I told myself it was the storm. That I dragged her out of the snow to keep her alive. That stripping her out of those wet clothes was survival, not sin. But even now, with her safe and warm, I'm still watching her like a starving animal waiting for the chance to feed.
She's older now. Sharper around the edges—but still, it's her. The girl from all those years ago, hidden under a snapped pine limb, frostbitten and barely breathing, bundled in a ridiculous red parka that swallowed her whole. I remember the way her eyes—wide, wet, too big for her face—locked on mine and didn't let go. Her tiny voice cracked on a whisper: 'Are you real?' That memory lives buried deep, like shrapnel lodged in muscle, impossible to dig out.
Now she's back, a woman molded by time, but unmistakable. She walks with a tension knotted just beneath her composure, speaks with a confidence she didn't have back then. There's bite in her words now—teeth she hadn't yet grown the first time. But her chin still lifts in that same stubborn defiance. Her eyes still spark like flint in the dark. Time didn't erase her. It sharpened her. Hardened her. And somehow, made her more dangerous and compelling than ever before.
I watched her the moment she stumbled into the storm's teeth. Watched as she defied the mountain, as if it hadn't almost killed her once already. Even when I dragged her back here, half-frozen and slipping toward unconsciousness, she stared at me like she couldn't decide whether I was her salvation—or her doom.
Back then, she clung to me with fragile, frostbitten fingers like I was the only solid thing left in a world turned to ice. Now there's steel beneath her skin—but the softness lingers in ways that drive me mad. In the delicate slope of her neck, the hesitant flutter of breath against her lips even in sleep, the soft crease between her brows when she dreams.
She's not fragile anymore.

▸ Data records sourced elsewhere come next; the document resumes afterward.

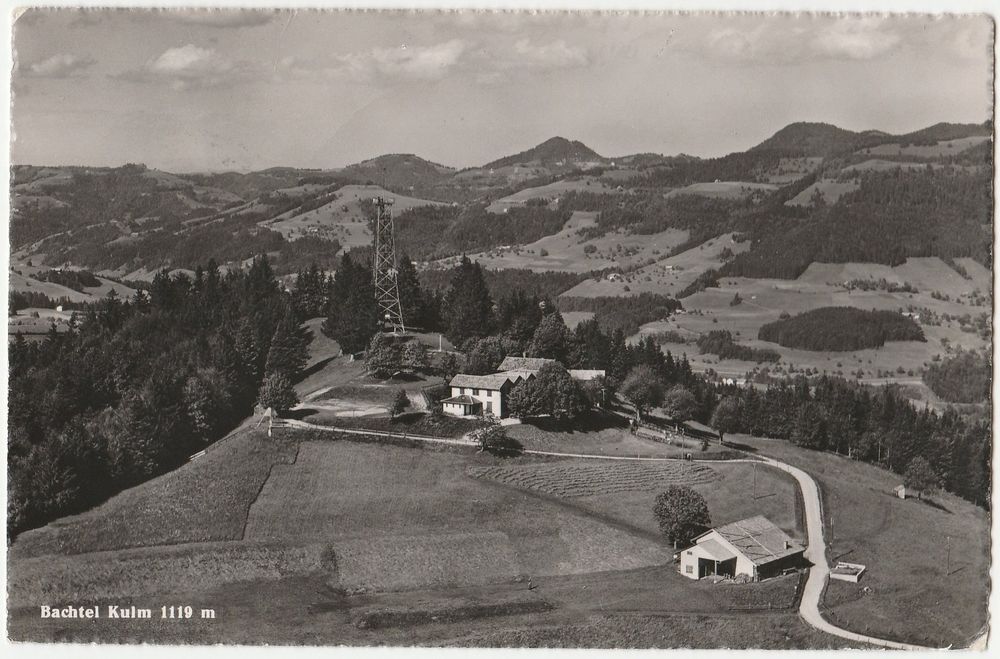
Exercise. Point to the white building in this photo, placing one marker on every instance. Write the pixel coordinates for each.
(475, 395)
(754, 547)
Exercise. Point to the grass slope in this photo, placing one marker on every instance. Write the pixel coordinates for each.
(205, 500)
(904, 545)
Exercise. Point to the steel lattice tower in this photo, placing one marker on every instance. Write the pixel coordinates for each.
(384, 272)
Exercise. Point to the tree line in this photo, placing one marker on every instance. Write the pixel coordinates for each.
(841, 329)
(138, 385)
(878, 426)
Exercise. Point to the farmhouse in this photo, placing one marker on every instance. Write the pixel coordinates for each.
(474, 395)
(754, 547)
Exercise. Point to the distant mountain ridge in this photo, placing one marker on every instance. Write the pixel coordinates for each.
(552, 150)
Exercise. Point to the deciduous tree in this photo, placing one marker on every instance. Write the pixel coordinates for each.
(682, 513)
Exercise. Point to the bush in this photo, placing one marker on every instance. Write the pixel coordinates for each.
(682, 513)
(276, 392)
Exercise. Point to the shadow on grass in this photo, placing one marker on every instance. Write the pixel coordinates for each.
(590, 421)
(298, 414)
(934, 504)
(739, 446)
(315, 368)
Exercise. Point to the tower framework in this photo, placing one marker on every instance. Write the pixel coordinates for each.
(384, 273)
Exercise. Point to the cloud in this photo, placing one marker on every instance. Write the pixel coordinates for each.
(62, 65)
(435, 62)
(191, 67)
(418, 63)
(223, 18)
(557, 55)
(780, 41)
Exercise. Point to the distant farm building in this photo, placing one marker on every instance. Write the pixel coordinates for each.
(753, 547)
(477, 395)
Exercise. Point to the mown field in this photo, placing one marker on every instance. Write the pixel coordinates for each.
(349, 529)
(915, 595)
(205, 500)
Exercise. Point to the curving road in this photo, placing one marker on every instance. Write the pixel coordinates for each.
(815, 552)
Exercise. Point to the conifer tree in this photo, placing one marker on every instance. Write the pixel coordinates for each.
(353, 314)
(468, 307)
(289, 349)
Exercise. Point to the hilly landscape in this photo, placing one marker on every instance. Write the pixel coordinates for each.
(820, 302)
(815, 216)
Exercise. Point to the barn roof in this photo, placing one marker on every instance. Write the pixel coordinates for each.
(524, 363)
(491, 381)
(461, 400)
(585, 374)
(758, 539)
(714, 550)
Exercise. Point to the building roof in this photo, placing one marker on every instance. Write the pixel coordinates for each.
(758, 539)
(585, 374)
(524, 363)
(461, 400)
(714, 550)
(492, 381)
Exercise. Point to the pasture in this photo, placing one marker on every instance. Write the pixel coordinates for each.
(667, 276)
(341, 529)
(915, 595)
(822, 285)
(723, 189)
(938, 150)
(339, 491)
(596, 433)
(831, 189)
(550, 192)
(568, 251)
(342, 218)
(205, 500)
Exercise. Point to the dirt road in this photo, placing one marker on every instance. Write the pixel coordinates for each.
(815, 551)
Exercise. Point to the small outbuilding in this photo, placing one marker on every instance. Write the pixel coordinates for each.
(754, 547)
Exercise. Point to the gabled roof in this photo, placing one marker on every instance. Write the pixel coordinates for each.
(524, 363)
(757, 538)
(714, 550)
(492, 381)
(461, 400)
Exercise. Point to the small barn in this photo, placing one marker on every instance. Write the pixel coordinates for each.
(754, 547)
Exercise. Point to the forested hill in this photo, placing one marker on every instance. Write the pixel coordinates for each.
(551, 150)
(817, 139)
(811, 192)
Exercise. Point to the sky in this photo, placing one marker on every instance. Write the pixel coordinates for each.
(245, 90)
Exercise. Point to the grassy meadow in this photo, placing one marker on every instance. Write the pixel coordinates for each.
(916, 595)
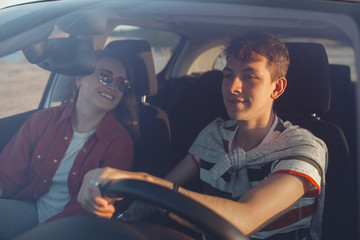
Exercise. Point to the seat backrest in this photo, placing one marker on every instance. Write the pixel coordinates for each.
(343, 104)
(305, 101)
(151, 149)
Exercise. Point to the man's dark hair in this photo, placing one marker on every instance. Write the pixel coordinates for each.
(264, 45)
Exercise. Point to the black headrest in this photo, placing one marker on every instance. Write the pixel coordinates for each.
(138, 52)
(309, 84)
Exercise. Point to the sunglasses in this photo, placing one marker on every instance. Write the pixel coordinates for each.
(107, 77)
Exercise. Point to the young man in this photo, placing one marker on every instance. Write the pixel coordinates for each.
(263, 175)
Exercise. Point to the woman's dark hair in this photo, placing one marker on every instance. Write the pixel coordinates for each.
(263, 44)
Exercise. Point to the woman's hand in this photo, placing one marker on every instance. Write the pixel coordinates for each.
(90, 197)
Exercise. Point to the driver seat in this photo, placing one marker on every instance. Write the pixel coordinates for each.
(151, 149)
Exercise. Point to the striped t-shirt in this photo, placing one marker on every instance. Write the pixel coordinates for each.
(228, 186)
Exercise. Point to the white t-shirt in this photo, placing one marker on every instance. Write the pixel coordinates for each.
(55, 199)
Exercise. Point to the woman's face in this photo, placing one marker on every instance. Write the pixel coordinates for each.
(95, 94)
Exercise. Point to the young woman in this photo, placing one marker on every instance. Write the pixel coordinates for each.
(42, 167)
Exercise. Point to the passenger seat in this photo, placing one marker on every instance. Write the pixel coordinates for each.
(305, 102)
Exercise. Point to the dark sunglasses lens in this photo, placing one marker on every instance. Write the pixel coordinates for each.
(123, 85)
(105, 77)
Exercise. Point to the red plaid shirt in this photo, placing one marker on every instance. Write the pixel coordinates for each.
(30, 160)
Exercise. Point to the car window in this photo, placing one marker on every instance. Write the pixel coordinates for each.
(22, 85)
(162, 43)
(338, 53)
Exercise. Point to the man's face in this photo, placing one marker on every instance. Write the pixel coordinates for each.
(247, 89)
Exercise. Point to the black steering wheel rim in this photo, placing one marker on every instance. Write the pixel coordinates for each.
(210, 222)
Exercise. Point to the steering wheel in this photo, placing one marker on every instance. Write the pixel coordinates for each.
(211, 223)
(94, 228)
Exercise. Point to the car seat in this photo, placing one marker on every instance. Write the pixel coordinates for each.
(305, 101)
(151, 150)
(343, 104)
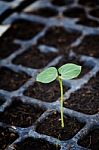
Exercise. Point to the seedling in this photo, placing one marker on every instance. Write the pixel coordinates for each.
(65, 72)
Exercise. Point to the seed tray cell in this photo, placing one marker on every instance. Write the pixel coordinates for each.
(75, 12)
(35, 144)
(58, 37)
(6, 137)
(44, 91)
(72, 126)
(85, 99)
(44, 12)
(20, 114)
(91, 140)
(30, 111)
(36, 59)
(10, 80)
(88, 46)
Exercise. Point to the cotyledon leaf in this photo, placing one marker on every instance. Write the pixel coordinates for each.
(69, 71)
(48, 75)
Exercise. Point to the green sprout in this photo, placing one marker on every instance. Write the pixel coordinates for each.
(65, 72)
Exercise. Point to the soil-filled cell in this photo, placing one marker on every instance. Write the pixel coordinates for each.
(7, 46)
(75, 12)
(59, 37)
(89, 46)
(88, 22)
(86, 98)
(35, 144)
(89, 3)
(51, 126)
(45, 92)
(6, 137)
(34, 58)
(2, 100)
(45, 12)
(61, 3)
(20, 114)
(23, 29)
(91, 140)
(10, 80)
(75, 60)
(95, 12)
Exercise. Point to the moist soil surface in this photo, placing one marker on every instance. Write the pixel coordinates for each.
(35, 144)
(20, 114)
(59, 38)
(45, 92)
(75, 60)
(85, 99)
(6, 137)
(11, 80)
(20, 29)
(36, 59)
(51, 126)
(89, 46)
(44, 12)
(75, 12)
(91, 140)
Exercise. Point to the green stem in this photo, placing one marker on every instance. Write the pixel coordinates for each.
(61, 101)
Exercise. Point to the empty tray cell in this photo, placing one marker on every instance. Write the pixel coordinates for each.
(59, 37)
(88, 22)
(51, 126)
(91, 140)
(85, 99)
(34, 58)
(6, 137)
(10, 80)
(75, 12)
(45, 92)
(89, 46)
(7, 46)
(89, 3)
(20, 114)
(75, 60)
(23, 29)
(95, 12)
(61, 2)
(35, 144)
(44, 12)
(2, 100)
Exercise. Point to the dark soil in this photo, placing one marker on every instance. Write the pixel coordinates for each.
(75, 60)
(61, 2)
(51, 126)
(91, 141)
(10, 80)
(45, 92)
(90, 3)
(2, 100)
(75, 12)
(85, 99)
(88, 22)
(95, 12)
(60, 38)
(7, 137)
(23, 29)
(20, 114)
(34, 58)
(45, 12)
(35, 144)
(7, 46)
(20, 29)
(89, 46)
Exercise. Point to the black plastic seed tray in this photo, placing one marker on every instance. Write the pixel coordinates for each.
(49, 33)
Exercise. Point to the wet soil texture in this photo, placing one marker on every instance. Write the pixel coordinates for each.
(35, 35)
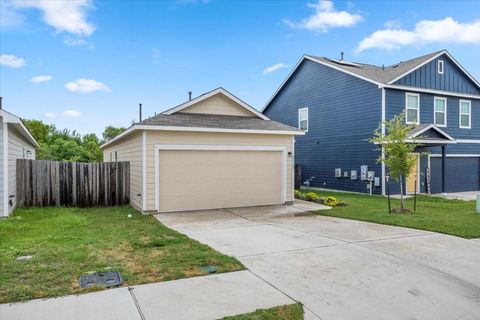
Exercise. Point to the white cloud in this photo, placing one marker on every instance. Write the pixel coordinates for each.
(39, 79)
(75, 42)
(325, 17)
(86, 86)
(71, 113)
(11, 61)
(274, 68)
(64, 15)
(426, 31)
(8, 16)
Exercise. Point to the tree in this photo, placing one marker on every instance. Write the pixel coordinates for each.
(396, 147)
(40, 131)
(111, 132)
(64, 145)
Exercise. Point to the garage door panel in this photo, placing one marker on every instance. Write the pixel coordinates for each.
(195, 180)
(462, 174)
(199, 171)
(212, 185)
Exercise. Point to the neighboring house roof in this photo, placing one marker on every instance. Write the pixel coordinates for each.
(18, 123)
(175, 120)
(379, 75)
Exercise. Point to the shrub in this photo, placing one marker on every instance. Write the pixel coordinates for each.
(312, 196)
(298, 194)
(331, 201)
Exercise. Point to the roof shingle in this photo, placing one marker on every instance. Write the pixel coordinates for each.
(215, 121)
(378, 73)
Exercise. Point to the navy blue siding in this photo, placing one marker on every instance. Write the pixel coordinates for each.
(453, 79)
(461, 173)
(344, 111)
(395, 104)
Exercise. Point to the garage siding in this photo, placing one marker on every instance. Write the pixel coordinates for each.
(17, 149)
(130, 149)
(205, 138)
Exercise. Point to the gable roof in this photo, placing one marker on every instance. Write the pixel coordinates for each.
(209, 94)
(379, 75)
(198, 120)
(173, 120)
(420, 130)
(18, 123)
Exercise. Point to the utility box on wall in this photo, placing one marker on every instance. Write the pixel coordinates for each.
(370, 176)
(353, 174)
(338, 173)
(363, 173)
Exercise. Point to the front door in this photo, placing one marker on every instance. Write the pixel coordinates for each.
(413, 177)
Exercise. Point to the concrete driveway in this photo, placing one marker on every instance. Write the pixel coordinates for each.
(345, 269)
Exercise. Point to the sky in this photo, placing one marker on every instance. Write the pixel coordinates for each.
(84, 64)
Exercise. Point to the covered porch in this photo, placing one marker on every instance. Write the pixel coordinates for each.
(432, 143)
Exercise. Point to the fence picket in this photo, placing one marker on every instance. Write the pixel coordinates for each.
(55, 183)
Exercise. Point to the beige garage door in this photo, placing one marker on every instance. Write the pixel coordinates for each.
(196, 180)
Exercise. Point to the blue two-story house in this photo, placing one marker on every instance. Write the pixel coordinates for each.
(339, 105)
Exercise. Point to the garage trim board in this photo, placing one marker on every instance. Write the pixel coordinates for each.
(160, 147)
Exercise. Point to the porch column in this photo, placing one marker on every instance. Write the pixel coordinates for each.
(444, 157)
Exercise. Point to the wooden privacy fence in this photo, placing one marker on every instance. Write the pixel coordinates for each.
(72, 184)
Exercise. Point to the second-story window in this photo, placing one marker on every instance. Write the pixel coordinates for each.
(412, 108)
(465, 114)
(440, 66)
(303, 119)
(440, 112)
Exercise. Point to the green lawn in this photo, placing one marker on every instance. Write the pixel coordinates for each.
(68, 242)
(454, 217)
(289, 312)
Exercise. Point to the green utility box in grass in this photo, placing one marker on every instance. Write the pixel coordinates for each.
(478, 203)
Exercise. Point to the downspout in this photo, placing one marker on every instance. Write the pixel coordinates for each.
(383, 132)
(5, 169)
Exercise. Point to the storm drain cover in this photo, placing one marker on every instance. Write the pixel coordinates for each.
(106, 279)
(210, 269)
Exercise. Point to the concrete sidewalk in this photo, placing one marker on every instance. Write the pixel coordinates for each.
(207, 297)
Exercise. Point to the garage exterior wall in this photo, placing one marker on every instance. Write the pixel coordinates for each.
(130, 149)
(211, 138)
(17, 149)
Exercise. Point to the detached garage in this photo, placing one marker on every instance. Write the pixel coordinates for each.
(214, 151)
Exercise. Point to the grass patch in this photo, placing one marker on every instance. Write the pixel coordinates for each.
(68, 242)
(288, 312)
(453, 217)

But she's not untouchable, either.
I should've walked away when I saw her silhouette between the trees. Should've turned my back like I did with everything and everyone else. But I didn't. Couldn't. Because that connection—that dark tether that wrapped around my soul thefirst time I saw her—never severed. It's still there, thrumming between us—taut and humming, like the charged silence before a lightning strike.
She was mine then, though I refused to believe it. She's mine now—and this time, I won't pretend otherwise.
She's mine because no one else ever could be. Because the mountain gave her back to me, and I'd be a fool to waste this second chance. Because some things, once claimed, never let go—no matter how far they run or how many years pass.